NAOMI ORESKES is Professor of History and Science Studies at the University of California, San Diego, and Adjunct Professor of Geosciences at the Scripps Institution of Oceanography. Her publications include The Rejection of Continental Drift: Theory and Method in American Earth Science (1999), Merchants of Doubt: How a Handful of Scientists Obscured the Truth on Issues from Tobacco Smoke to Global Warming (with Erik M. Conway, 2010), and Science on a Mission: American Oceanography from the Cold War to Climate Change (forthcoming). Her latest project is Assessing Assessments: A Historical and Philosophical Study of Scientific Assessments for Environmental Policy in the Late 20th Century (with Dale Jamieson and Michael Oppenheimer).

ERIK M. CONWAY is a historian of science and technology based in Pasadena, California. His publications include Blind Landings: Low-Visibility Operations in American Aviation, 1918–1958(2006), Atmospheric Science at NASA: A History (2008), and Merchants of Doubt: How a Handful of Scientists Obscured the Truth on Issues from Tobacco Smoke to Global Warming (with Naomi Oreskes, 2010).
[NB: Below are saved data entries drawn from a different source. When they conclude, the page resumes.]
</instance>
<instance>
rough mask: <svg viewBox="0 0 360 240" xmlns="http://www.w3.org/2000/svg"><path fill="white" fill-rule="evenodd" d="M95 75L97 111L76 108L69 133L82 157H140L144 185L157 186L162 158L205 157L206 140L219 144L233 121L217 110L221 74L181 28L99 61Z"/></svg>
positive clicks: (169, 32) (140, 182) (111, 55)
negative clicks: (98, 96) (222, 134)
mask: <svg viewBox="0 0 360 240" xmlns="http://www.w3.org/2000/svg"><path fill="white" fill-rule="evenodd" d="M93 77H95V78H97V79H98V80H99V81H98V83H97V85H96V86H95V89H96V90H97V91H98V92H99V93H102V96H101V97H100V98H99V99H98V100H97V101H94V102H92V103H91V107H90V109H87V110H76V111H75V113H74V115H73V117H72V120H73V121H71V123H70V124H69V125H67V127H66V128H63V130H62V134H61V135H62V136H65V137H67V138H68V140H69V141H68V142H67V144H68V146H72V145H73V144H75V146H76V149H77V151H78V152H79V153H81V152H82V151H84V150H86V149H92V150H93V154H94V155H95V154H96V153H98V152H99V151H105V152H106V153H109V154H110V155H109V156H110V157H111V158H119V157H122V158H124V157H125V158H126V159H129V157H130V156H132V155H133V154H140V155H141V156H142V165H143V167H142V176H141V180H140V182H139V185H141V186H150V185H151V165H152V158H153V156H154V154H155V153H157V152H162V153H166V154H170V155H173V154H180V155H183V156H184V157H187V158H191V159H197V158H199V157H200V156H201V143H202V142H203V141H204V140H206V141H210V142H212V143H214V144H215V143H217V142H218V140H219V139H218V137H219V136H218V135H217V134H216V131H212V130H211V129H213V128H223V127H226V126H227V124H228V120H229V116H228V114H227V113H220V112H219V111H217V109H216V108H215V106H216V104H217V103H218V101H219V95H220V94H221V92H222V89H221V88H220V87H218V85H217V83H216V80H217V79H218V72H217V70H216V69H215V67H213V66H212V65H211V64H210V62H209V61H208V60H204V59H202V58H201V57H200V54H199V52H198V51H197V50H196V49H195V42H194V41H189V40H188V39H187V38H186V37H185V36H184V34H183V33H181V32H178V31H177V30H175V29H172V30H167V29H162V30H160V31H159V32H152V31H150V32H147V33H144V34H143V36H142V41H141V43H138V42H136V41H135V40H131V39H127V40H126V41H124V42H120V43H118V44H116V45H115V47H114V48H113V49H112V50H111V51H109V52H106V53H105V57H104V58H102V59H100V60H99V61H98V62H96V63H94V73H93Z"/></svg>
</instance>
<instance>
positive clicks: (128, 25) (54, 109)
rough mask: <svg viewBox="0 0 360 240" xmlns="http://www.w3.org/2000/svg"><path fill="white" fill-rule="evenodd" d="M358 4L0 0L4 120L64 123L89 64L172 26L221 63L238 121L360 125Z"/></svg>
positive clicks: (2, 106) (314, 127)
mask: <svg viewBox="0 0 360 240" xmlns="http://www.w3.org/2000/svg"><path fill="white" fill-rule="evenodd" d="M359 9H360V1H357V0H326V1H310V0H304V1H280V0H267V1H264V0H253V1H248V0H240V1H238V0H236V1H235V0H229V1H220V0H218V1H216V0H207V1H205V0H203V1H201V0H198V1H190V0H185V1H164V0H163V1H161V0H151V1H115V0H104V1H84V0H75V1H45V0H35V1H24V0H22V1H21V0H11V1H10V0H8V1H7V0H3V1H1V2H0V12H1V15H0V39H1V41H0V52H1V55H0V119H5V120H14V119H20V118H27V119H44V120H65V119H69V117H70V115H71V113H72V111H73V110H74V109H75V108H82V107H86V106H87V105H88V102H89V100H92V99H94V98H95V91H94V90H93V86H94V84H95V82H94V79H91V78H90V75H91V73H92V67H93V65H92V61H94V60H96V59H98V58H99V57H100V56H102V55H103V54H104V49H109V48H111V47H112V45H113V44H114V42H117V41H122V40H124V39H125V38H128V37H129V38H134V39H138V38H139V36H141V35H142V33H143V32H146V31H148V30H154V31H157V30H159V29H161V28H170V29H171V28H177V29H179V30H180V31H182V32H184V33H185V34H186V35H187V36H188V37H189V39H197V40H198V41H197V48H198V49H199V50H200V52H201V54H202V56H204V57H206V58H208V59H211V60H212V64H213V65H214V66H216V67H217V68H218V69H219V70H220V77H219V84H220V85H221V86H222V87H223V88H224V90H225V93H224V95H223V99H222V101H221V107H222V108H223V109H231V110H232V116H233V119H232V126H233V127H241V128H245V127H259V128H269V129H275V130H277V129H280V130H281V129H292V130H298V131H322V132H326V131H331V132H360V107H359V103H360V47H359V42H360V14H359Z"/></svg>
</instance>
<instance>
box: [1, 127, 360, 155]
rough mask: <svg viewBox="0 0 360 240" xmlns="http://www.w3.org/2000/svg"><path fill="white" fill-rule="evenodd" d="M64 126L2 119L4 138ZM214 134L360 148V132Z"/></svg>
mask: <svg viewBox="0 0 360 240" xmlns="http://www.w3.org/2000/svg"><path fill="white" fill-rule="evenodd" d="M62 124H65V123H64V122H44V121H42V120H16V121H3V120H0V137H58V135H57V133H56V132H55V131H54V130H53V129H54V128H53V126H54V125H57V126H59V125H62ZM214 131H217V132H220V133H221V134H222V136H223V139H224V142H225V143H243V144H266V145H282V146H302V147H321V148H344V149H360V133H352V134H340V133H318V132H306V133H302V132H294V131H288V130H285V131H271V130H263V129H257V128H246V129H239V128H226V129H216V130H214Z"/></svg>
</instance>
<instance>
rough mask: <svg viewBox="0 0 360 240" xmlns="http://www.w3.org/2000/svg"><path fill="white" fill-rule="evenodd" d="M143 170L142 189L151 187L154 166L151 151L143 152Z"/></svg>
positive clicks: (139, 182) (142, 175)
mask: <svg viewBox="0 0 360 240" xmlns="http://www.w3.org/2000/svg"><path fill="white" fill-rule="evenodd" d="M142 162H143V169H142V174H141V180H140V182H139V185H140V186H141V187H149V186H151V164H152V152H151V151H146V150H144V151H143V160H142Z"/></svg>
In the prehistory of “civilization,” many societies rose and fell, but few left as clear and extensive an account of what happened to them and why as the twenty-first-century nation-states that referred to themselves as Western civilization. Even today, two millennia after the collapse of the Roman and Mayan empires and one millennium after the end of the Byzantine and Inca empires, historians, archaeologists, and synthetic-failure paleoanalysts have been unable to agree on the primary causes of those societies’ loss of population, power, stability, and identity. The case of Western civilization is different because the consequences of its actions were not only predictable, but predicted. Moreover, this technologically transitional society left extensive records both in twentieth-century-style paper and in twenty-first-century electronic formats, permitting us to reconstruct what happened in extraordinarily clear detail. While analysts differ on the details, virtually all agree that the people of Western civilization knew what was happening to them but were unable to stop it. Indeed, the most startling aspect of this story is just how much these people knew, yet how little they acted upon what they knew.